Em decisão judicial inédita em Minas Gerais, CREFITO-4 confirma o direito de o fisioterapeuta atuar como perito do trabalho

O Conselho Regional de Fisioterapia e Terapia Ocupacional da 4ª Região recebeu decisão favorável em ação impetrada por sua assessoria jurídica, por meio de um mandado de segurança, no Tribunal Regional do Trabalho da 3ª Região (TRT3). O pedido da concessão de liminar teve como objetivo questionar a decisão da 46ª Vara do Trabalho de Belo Horizonte que havia indeferido o acompanhamento da perícia técnica por uma fisioterapeuta mineira em uma ação trabalhista. Como decisão, o TRT3 reconheceu, em caráter liminar, a legitimidade dos profissionais fisioterapeutas na constituição de provas periciais do trabalho vinculadas à área da saúde.

Entenda o caso

No decorrer de um processo judicial trabalhista, o autor da ação indicou, para a constituição de sua defesa, uma profissional fisioterapeuta como assistente técnica pericial. Porém, o pedido foi indeferido pelo juiz responsável pelo caso com fundamento de que a profissional não estaria apta para exercer tal função por não possuir formação em medicina. 
Considerando equivocada a interpretação judicial, a assessoria jurídica do CREFITO-4 protocolou um mandado de segurança ao TRT3 alegando que o deferimento do magistrado viola os dispostos nos artigos 466 e 437 do Código de Processo Civil (CPC), bem como as resoluções 259/2003 e 351/2008 do Conselho Federal de Fisioterapia e Terapia Ocupacional (COFFITO).

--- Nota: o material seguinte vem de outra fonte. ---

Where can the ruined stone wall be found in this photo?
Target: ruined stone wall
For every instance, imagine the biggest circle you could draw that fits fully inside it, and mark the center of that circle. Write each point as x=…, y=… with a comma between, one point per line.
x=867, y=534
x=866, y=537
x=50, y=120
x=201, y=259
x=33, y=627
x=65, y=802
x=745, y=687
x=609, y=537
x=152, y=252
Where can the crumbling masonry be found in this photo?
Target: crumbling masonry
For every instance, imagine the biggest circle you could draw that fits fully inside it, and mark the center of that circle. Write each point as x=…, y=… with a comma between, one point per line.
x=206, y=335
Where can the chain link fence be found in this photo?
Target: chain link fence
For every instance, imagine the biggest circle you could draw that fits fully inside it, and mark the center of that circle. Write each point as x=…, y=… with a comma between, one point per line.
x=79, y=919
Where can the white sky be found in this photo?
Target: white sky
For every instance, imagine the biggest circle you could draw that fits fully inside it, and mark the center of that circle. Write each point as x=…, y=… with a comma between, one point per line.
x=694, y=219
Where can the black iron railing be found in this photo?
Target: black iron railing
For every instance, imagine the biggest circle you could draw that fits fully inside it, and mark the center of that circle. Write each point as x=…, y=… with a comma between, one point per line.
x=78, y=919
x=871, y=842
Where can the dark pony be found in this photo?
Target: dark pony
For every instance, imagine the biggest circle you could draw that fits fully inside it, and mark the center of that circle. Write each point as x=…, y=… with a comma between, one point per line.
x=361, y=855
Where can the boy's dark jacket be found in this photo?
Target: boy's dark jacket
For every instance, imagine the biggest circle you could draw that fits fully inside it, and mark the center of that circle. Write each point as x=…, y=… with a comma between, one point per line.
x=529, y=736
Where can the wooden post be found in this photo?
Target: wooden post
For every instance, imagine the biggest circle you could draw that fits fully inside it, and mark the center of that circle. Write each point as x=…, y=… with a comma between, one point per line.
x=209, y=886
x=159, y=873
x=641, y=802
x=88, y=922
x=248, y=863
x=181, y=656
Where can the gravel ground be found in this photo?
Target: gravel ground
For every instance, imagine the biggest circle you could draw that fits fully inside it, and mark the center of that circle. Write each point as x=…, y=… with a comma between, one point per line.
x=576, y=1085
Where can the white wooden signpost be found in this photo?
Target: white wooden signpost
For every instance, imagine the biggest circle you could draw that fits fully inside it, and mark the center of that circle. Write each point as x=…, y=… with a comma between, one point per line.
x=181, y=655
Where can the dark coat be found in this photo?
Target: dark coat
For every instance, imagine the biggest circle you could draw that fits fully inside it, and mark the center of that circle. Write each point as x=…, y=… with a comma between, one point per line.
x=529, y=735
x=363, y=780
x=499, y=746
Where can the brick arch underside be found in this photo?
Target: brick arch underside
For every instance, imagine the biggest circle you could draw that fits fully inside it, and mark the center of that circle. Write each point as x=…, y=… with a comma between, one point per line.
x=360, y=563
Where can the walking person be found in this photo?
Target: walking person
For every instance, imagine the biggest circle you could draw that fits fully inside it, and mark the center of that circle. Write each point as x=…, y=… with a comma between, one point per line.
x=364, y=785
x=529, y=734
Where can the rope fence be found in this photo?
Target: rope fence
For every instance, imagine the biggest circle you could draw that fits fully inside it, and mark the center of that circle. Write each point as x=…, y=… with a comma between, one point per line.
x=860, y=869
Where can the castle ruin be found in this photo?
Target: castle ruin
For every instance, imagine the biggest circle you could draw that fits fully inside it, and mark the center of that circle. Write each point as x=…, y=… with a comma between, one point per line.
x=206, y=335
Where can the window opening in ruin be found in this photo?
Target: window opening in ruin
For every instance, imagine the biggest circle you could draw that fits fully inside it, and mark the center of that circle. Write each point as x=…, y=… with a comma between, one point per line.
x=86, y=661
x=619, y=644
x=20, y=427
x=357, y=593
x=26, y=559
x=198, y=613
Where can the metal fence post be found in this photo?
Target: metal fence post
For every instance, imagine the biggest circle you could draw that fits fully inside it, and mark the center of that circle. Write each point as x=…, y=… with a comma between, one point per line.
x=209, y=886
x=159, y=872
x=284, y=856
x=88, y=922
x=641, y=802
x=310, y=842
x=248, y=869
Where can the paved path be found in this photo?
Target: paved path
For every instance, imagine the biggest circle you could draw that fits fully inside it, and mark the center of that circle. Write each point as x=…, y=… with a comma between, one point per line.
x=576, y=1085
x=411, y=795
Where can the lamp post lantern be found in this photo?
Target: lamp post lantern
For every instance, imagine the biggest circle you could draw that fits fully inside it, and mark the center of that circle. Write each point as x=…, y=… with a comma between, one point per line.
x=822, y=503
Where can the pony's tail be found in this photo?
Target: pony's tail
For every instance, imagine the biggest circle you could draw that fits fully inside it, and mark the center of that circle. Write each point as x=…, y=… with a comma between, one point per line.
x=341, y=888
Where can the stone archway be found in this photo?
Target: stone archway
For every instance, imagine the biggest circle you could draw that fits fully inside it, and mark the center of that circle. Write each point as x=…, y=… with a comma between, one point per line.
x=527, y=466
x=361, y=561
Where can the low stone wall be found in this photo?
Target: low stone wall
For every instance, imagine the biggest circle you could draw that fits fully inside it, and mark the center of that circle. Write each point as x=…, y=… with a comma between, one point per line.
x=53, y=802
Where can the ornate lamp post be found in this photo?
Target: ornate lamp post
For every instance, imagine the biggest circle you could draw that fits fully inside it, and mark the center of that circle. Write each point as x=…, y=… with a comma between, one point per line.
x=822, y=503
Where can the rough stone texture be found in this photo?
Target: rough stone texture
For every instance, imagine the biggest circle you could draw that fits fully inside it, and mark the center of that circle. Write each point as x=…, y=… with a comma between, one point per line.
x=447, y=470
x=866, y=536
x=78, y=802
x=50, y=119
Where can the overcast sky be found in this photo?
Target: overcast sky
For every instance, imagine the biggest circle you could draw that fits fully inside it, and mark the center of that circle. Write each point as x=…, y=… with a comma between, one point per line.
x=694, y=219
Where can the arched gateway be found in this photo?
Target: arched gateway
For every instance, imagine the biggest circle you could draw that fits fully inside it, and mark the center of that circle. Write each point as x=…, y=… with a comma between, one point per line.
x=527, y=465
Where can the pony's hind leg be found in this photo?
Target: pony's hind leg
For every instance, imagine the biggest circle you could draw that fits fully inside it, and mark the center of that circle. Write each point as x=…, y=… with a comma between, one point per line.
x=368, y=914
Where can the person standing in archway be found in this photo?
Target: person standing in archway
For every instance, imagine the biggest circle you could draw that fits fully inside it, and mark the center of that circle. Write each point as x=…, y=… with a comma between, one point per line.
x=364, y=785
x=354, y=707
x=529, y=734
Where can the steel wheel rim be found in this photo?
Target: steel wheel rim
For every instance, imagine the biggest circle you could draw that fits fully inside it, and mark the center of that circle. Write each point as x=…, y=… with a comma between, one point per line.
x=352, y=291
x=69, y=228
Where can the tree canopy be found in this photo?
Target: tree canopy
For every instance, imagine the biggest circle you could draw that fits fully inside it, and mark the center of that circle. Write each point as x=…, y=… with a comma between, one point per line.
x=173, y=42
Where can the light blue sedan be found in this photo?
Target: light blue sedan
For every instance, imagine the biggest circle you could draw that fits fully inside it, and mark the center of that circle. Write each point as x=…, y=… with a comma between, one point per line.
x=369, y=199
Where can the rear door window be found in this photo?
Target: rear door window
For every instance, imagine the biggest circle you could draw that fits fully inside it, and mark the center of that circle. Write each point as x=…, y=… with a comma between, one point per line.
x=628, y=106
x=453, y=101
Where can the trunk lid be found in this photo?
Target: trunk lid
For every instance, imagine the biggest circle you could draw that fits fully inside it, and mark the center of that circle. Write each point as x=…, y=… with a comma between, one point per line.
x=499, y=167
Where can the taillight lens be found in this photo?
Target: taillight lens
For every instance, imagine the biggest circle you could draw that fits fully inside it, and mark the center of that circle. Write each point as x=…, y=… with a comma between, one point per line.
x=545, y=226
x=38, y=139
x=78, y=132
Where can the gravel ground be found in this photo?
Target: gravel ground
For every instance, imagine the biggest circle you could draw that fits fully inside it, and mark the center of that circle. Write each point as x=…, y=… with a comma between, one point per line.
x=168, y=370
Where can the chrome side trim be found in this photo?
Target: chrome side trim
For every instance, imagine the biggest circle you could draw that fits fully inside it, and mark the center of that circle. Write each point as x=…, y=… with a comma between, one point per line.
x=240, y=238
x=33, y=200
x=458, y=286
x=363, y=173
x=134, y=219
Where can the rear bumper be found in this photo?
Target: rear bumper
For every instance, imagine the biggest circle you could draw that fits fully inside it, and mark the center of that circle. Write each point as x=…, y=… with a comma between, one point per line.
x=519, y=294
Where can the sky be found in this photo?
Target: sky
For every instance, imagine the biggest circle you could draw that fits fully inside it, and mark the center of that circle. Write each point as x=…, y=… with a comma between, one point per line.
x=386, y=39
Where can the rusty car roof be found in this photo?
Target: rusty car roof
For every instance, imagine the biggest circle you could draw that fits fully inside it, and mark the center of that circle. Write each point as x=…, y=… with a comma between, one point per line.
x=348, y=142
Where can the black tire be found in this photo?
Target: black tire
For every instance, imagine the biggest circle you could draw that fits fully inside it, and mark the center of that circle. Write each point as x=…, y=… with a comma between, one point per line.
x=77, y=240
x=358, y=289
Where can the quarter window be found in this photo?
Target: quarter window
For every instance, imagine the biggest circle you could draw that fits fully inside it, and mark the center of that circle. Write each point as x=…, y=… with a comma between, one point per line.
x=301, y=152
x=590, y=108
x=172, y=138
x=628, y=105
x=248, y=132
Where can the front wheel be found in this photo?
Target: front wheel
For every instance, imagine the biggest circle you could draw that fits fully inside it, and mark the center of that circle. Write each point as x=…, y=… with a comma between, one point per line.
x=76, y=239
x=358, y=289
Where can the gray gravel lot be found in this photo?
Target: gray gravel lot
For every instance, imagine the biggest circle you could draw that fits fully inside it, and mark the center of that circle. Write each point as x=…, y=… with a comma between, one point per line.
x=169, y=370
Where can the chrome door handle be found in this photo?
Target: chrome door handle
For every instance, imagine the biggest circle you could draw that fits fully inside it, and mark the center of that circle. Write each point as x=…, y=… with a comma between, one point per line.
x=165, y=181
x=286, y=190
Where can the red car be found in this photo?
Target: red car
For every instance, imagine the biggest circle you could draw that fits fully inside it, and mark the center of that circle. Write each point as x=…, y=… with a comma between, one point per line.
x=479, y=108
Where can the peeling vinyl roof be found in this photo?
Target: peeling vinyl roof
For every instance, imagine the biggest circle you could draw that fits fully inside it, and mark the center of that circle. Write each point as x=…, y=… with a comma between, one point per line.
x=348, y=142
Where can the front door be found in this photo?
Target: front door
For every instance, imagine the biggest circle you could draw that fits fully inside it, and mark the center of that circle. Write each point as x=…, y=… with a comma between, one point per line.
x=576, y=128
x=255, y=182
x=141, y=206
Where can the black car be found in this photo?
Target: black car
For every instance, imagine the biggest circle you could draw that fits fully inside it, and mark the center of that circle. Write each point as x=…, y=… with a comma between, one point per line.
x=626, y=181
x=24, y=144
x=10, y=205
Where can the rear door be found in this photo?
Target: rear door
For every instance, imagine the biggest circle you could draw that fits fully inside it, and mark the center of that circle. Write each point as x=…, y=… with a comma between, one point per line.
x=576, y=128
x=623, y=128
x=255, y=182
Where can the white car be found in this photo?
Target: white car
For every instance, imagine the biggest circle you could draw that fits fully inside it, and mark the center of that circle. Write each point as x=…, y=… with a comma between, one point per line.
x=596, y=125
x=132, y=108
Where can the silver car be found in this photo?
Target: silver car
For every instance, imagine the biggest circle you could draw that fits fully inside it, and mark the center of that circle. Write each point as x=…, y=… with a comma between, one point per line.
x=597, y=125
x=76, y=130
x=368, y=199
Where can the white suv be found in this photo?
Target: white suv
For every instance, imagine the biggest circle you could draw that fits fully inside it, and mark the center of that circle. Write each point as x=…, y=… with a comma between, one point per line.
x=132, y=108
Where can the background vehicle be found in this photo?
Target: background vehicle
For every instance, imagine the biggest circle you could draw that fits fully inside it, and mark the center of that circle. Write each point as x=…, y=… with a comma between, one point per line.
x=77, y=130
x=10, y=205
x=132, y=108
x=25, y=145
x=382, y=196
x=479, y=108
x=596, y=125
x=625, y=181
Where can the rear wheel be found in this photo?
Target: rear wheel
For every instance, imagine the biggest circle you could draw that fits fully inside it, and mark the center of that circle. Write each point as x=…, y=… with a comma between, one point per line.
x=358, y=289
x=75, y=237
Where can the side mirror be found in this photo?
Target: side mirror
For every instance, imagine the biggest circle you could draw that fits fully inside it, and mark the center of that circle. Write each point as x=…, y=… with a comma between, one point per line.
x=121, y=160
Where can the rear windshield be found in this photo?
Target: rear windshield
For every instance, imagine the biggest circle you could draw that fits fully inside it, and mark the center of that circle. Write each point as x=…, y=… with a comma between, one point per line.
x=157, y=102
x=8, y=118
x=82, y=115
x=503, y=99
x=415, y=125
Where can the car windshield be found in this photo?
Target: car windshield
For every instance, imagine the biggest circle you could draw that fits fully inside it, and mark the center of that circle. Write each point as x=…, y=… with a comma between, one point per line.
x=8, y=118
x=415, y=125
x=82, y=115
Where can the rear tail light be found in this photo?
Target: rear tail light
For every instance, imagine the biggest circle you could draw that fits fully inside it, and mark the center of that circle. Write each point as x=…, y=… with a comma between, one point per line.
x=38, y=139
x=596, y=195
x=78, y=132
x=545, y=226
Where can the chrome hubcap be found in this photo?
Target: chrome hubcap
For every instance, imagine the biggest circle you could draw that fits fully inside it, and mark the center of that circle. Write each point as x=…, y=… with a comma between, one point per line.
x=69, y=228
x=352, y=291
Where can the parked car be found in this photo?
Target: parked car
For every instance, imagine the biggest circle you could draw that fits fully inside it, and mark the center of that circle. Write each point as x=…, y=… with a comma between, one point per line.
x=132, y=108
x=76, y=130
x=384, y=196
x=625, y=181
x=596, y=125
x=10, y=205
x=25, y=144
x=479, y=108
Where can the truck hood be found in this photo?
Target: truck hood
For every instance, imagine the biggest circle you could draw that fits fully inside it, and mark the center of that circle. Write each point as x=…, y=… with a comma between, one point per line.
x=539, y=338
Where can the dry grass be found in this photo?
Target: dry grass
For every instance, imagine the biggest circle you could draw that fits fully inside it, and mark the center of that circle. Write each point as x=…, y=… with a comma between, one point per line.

Conforme a jurisprudência fundamentada pelo Col. TST, fisioterapeuta pode atuar até mesmo como perito, não havendo empecilho legal à sua atuação como assistente técnico. Ainda de acordo com a jurisprudência, o profissional de fisioterapia tem autonomia e competência técnica para atuar em casos que envolvam avaliação cinésio-funcional, ou em casos que envolvam avaliações relacionadas à ergonomia, sendo contratado diretamente pela parte.

Além disso, a assessoria jurídica do CREFITO-4 também argumentou que é assegurada a livre escolha de assistente técnico pelo advogado da parte, que tem ampla liberdade para apresentar um laudo pericial, independente do perito oficial. Desta forma, a negativa à participação do assistente técnico da parte tende a ensejar a nulidade da perícia, tendo em vista que classifica-se como cerceamento de defesa.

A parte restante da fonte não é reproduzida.